Types of Waiting Periods

There are different types of waiting periods that you must know about while purchasing health insurance plans for family:

Initial Waiting Period

The initial waiting period is the time that you will have to wait before using the insurance benefits. This duration begins from the policy inception and may range between 30 – 90 days, depending on your insurance provider. However, in the event of accidental injuries, you can raise an insurance claim!

Pre-Existing Disease Waiting Period

Policyholders are bound to have some pre-existing health conditions that were diagnosed before purchasing a health plan. Such ailments need to be disclosed to your insurance provider and might include hypertension, diabetes, asthma, etc.

If you suffer from any illnesses before buying insurance, you will have to wait for a pre-decided amount of time to seek any healthcare benefits under your policy.

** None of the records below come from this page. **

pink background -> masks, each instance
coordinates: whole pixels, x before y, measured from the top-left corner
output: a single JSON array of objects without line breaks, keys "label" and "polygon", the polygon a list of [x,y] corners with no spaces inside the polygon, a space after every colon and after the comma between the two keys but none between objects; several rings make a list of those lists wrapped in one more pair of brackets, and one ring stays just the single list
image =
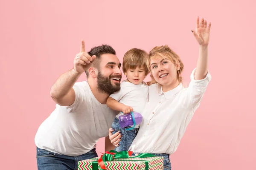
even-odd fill
[{"label": "pink background", "polygon": [[0,1],[1,169],[36,169],[35,135],[55,108],[50,88],[73,67],[81,39],[87,50],[111,45],[121,62],[131,48],[168,44],[181,57],[188,84],[198,16],[212,23],[212,79],[171,156],[173,169],[256,169],[254,0],[70,1]]}]

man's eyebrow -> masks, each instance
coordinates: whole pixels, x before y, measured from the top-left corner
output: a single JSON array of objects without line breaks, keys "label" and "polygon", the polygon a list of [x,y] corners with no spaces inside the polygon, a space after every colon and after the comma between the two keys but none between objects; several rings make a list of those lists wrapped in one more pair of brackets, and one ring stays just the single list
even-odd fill
[{"label": "man's eyebrow", "polygon": [[[108,65],[109,64],[113,64],[114,65],[116,65],[116,63],[115,63],[115,62],[108,62],[108,63],[107,63],[106,65]],[[118,67],[119,68],[121,67],[121,63],[119,63],[119,64],[118,64]]]}]

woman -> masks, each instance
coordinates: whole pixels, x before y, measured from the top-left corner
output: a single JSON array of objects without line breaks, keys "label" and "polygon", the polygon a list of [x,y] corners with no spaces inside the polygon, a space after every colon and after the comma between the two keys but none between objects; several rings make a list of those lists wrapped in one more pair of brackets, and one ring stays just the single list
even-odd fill
[{"label": "woman", "polygon": [[[208,71],[208,45],[211,26],[203,18],[196,20],[192,31],[199,44],[196,69],[189,87],[184,88],[180,74],[184,66],[179,56],[167,45],[154,47],[149,53],[148,66],[151,73],[148,102],[142,113],[143,121],[129,150],[133,154],[148,153],[164,157],[164,169],[171,170],[169,155],[174,153],[211,77]],[[110,139],[116,146],[125,136],[118,132]]]}]

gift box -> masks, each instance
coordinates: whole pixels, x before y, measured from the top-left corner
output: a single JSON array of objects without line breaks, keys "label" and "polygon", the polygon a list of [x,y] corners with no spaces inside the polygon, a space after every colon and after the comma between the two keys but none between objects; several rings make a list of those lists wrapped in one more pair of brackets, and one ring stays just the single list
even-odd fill
[{"label": "gift box", "polygon": [[118,155],[119,153],[117,153],[116,155],[109,155],[109,158],[105,159],[105,154],[101,157],[79,161],[78,170],[163,170],[163,157],[156,156],[149,153],[143,153],[136,156],[123,156],[124,152],[125,151],[119,152],[122,153],[121,156]]}]

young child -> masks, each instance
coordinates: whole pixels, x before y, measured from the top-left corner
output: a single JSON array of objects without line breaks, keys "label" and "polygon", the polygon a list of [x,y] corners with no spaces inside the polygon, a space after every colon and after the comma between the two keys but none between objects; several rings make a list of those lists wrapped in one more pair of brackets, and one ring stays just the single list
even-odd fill
[{"label": "young child", "polygon": [[107,101],[109,108],[120,111],[112,125],[114,129],[112,134],[118,131],[122,133],[122,140],[115,149],[118,152],[128,150],[139,127],[139,125],[137,125],[131,130],[125,130],[131,128],[130,126],[121,128],[119,116],[131,111],[141,113],[148,102],[148,87],[143,81],[149,73],[146,65],[148,57],[146,51],[138,48],[132,48],[125,53],[122,70],[127,79],[121,83],[120,90],[111,95]]}]

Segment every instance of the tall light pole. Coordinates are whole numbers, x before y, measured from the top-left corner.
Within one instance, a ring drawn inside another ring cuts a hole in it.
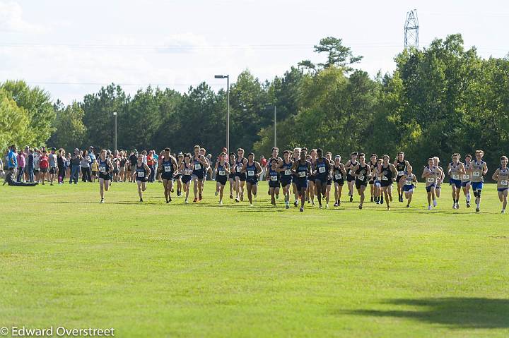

The insurer shall specify the waiting period for pre-existing conditions which may range between 1-4 years, so it is advised to avoid hiding your medical records from the insurance company.

Waiting Period for Specific Illnesses

Health insurance plans also have a waiting period for certain ailments or treatments that cannot be claimed before the duration is over. You shall find the extensive list of such diseases and treatments in your health policy document. This type of waiting period may range between 1-4 years.

Waiting Period for Maternity Benefit

Insurance providers offer a maternity benefit as an add-on cover while purchasing a health plan. Numerous pregnancy and childbirth expenses are included under the cover. But such an add-on also has a waiting period applicable and hence, you must plan accordingly. The waiting period for a maternity benefit may range between 1-3 years, so ensure you buy the cover when you are ready to start a family after a few years.

To Conclude

With this, we hope you have understood what the waiting period is in health insurance. Apart from the types of waiting periods mentioned above, there could be others as well. This is why it is recommended to thoroughly read your insurance policy documents. Most health plans come with a free-look period. So, make the most of it and compare various plans based on coverage, exclusions, benefits and applicable waiting period. Failing to do so may result in claims that fall under the exclusions of your policy and lead to unnecessary out-of-pocket expenses.